Así fue, pero Cailin también efectuó la ronda de Caddawic para tranquilizar a cada miembro de la casa e infundirles ánimos.

– ¿Qué haremos, mi señora? -preguntó Alberto con nerviosismo. Era consciente de lo próximo al desastre que él mismo había estado.

– No te resistas -aconsejó ella, como había dicho a los demás, -a menos que tu vida se vea amenazada. Cumple con tus obligaciones diarias como harías normalmente. Wulf pronto llegará y echará de aquí a ese estúpido de Ragnar. No temas. Nellwyn dará la alarma y Ragnar ya no disfruta de su única ventaja, la sorpresa.

Cailin prosiguió su camino. A primera hora de la tarde reunió a las mujeres y les dijo:

– No permitiré que nadie cometa abusos con vosotras. Escondeos en el sótano, debajo del granero mayor. Hacedlo en cuanto podáis, y no olvidéis llevaros odres con agua. No salgáis hasta que sea de mañana, cuando yo vaya a buscaros. ¡Daos prisa!

– Pero ¿y vos, señora? -preguntó una de las servidoras.

– No me pasará nada -la tranquilizó Cailin.

Ésta ya había decidido lo que haría. Si no podía impedir que Ragnar llevara a cabo su lasciva intención, debía matarle.

Los senos empezaban a dolerle e hizo una mueca de irritación. La leche empezaba a rezumar por los pezones y a mancharle la túnica. Royse había mamado por última vez a primera hora de la mañana. Nellwyn habría encontrado una ama de cría para él en Braleah, y Cailin sabía que tendría que hacer algo para deshacerse de su leche.

Cailin cogió pan y un trozo de queso.

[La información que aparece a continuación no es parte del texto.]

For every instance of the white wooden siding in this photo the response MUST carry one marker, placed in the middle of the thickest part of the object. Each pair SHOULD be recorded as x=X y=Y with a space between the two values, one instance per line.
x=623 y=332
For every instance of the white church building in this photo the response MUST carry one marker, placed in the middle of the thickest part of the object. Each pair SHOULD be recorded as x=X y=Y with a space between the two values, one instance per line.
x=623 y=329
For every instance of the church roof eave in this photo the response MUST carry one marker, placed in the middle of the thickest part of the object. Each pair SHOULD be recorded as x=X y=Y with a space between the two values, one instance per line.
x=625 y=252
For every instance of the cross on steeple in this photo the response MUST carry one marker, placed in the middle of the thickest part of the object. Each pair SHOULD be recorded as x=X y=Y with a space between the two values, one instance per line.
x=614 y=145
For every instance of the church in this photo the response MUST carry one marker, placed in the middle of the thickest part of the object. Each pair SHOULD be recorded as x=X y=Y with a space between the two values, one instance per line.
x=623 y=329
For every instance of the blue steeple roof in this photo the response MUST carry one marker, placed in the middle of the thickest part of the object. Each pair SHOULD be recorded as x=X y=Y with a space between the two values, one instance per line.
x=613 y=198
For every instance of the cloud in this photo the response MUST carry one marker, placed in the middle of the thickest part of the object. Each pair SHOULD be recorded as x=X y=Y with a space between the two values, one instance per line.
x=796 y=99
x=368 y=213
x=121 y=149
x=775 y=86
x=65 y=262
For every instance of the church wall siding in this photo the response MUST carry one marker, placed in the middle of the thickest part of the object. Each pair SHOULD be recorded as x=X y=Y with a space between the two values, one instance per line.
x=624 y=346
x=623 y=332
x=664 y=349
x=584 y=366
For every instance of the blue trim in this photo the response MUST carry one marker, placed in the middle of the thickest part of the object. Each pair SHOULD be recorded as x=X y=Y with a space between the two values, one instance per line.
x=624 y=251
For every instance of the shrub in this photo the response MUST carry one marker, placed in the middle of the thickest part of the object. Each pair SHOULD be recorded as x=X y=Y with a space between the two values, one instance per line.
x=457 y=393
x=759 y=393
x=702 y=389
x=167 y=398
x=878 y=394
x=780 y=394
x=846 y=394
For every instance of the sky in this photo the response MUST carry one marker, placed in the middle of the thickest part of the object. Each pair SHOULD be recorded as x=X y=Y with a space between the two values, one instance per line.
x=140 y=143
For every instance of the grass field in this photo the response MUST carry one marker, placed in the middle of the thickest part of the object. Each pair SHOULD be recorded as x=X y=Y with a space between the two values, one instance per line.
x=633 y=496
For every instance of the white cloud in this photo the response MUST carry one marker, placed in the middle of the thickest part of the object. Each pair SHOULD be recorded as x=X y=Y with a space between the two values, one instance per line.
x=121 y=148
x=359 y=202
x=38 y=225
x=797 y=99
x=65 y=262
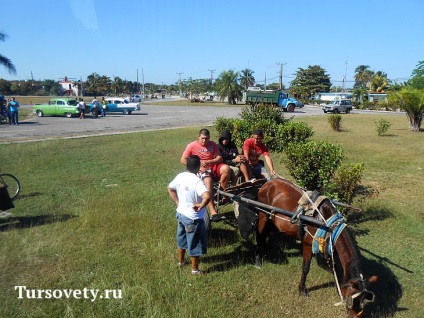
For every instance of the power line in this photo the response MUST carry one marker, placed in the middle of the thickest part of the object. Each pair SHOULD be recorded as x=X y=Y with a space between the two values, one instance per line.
x=281 y=73
x=181 y=93
x=212 y=71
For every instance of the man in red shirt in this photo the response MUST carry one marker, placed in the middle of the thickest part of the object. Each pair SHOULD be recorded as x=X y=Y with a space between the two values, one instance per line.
x=253 y=148
x=211 y=166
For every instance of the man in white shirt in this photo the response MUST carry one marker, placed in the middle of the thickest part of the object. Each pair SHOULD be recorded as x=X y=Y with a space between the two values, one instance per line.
x=191 y=196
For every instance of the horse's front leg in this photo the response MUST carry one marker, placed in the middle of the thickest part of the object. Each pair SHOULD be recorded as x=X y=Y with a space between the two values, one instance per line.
x=260 y=241
x=306 y=264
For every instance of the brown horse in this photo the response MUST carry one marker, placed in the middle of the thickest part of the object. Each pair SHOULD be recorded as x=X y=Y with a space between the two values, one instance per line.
x=285 y=195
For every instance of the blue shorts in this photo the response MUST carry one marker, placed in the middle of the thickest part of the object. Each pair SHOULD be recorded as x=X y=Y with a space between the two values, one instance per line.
x=191 y=235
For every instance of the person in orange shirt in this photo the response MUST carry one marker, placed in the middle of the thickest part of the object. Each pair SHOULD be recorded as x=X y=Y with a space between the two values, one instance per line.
x=211 y=166
x=253 y=148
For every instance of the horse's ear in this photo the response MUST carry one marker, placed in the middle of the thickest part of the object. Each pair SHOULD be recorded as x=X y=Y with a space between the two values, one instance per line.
x=368 y=297
x=373 y=279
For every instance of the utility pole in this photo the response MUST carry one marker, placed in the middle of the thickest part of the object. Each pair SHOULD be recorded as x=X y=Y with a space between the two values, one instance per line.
x=344 y=78
x=181 y=93
x=281 y=74
x=212 y=71
x=142 y=78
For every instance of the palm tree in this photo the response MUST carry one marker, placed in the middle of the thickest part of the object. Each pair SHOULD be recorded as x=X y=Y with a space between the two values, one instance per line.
x=227 y=86
x=4 y=60
x=92 y=83
x=117 y=85
x=246 y=78
x=379 y=82
x=363 y=76
x=411 y=100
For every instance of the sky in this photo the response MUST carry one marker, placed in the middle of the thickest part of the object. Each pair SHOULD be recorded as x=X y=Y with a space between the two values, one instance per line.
x=160 y=42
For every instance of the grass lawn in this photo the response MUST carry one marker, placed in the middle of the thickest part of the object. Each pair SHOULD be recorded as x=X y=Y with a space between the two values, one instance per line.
x=94 y=213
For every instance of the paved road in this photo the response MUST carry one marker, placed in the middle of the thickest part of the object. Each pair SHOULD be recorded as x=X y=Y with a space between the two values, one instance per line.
x=150 y=117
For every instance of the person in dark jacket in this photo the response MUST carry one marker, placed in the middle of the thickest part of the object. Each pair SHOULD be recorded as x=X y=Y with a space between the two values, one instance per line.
x=231 y=157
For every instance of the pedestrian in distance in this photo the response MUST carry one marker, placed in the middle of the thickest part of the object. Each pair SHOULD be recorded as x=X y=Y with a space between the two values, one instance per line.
x=96 y=108
x=104 y=106
x=82 y=107
x=13 y=109
x=191 y=197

Los criados habrían colocado varios jarros de agua en la buhardilla, como era habitual. Al entrar en la casa, Cailin observó que Ragnar no se hallaba allí. Conteniendo una risita subió a la buhardilla, recogió la escalera y aseguró la trampilla. No había ninguna otra escalera que llevara hasta allí. Estaría a salvo durante un tiempo. Se quitó la túnica y suspiró al ver su empapada camisa. También se la quitó y exprimió la leche de sus hinchados senos en un recipiente. Inmediatamente se sintió mejor; luego se lavó y se puso ropa limpia.

Empezó a oír ruido de actividad en el piso de abajo. Había dado órdenes a sus criados de que sirvieran la comida de la noche como de costumbre, y que no negaran a los intrusos nada relativo a comida y bebida. Tenían que mantener a Ragnar y sus hombres lo más satisfechos posible hasta que Wulf regresara. Cailin no tenía duda de que su esposo llegaría, y entonces recuperaría Caddawic. Nadie iba a robarle sus tierras. Ella había nacido allí, como antes lo habían hecho diez generaciones de su familia. Y sus hijos seguirían viviendo allí. ¡Nadie volvería a arrebatarle lo que era suyo! Ni Ragnar Lanza Potente ni Antonia Porcio. ¡Nadie!